The voltage sensor of the mitochondrial permeability transition pore is tuned by the oxidation-reduction state of vicinal thiols. Increase of the gating potential by oxidants and its reversal by reducing agents.

Reaction of isolated mitochondria with a variety of agents that lead to oxidation or cross-linking of sulfhydryl groups leads to an increased "open" probability of the permeability transition pore, a cyclosporin A-sensitive channel. We have investigated the mechanism by which the pore is induced by menadione, diamide, arsenite, and tert-butylhydroperoxide. We find that these inducers increase the probability of pore opening by shifting its gating potential to higher values. Furthermore, the induced shift was prevented by treatment with N-ethylmaleimide or dithiothreitol.

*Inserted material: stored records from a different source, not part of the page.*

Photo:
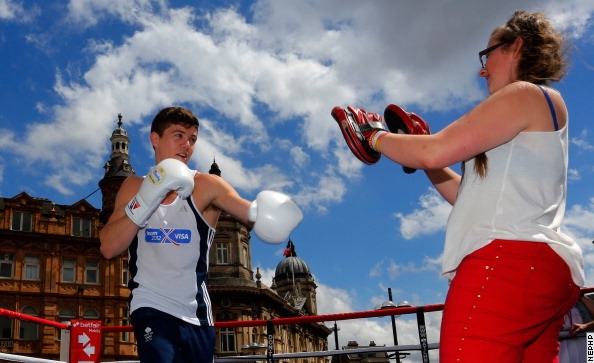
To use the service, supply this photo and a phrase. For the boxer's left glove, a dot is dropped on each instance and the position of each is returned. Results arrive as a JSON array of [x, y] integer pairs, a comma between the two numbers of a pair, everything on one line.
[[168, 175], [357, 126], [275, 216], [402, 122]]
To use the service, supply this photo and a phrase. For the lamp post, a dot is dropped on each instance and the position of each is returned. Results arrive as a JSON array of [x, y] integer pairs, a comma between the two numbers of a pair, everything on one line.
[[390, 304]]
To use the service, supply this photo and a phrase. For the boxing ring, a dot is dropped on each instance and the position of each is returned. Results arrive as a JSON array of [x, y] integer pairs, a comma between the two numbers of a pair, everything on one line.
[[81, 340]]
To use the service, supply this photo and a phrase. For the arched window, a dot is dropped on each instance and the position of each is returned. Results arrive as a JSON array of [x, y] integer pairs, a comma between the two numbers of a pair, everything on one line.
[[6, 324], [227, 339], [28, 329]]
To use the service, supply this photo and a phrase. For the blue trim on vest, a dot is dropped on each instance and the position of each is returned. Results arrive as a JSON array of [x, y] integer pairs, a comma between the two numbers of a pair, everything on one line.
[[550, 106]]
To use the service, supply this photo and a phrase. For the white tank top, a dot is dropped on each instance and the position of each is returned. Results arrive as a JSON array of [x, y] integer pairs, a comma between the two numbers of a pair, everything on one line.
[[521, 198], [168, 262]]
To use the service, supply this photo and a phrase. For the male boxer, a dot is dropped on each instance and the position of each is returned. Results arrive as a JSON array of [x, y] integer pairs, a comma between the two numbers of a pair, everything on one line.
[[166, 221]]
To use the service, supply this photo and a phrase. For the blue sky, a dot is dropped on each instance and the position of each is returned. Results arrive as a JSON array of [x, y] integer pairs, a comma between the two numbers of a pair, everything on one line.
[[262, 76]]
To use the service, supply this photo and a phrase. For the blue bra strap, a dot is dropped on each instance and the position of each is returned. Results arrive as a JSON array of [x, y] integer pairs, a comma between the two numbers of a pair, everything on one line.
[[550, 106]]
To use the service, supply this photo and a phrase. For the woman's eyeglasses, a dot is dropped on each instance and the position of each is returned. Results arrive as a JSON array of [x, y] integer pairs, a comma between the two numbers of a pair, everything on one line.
[[485, 53]]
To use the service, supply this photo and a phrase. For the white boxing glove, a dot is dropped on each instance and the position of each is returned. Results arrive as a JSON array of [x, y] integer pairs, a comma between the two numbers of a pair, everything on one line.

At moderate levels of depolarization an apparent I50 for N-ethylmaleimide of bout 5 microM can be defined, while the N-ethylmaleimide or dithiothreitol effects are overcome by maximal depolarization. We conclude that the oxidation-reduction state of vicinal thiols in cysteinyl residues plays a critical role in tuning the voltage sensor of the transition pore, with an increase of gating potential (i.e. an increase in the probability of pore opening despite a high transmembrane potential difference) as the couple is poised to a more oxidized state. These findings may have implications for the mechanism of cell damage under oxidative stress.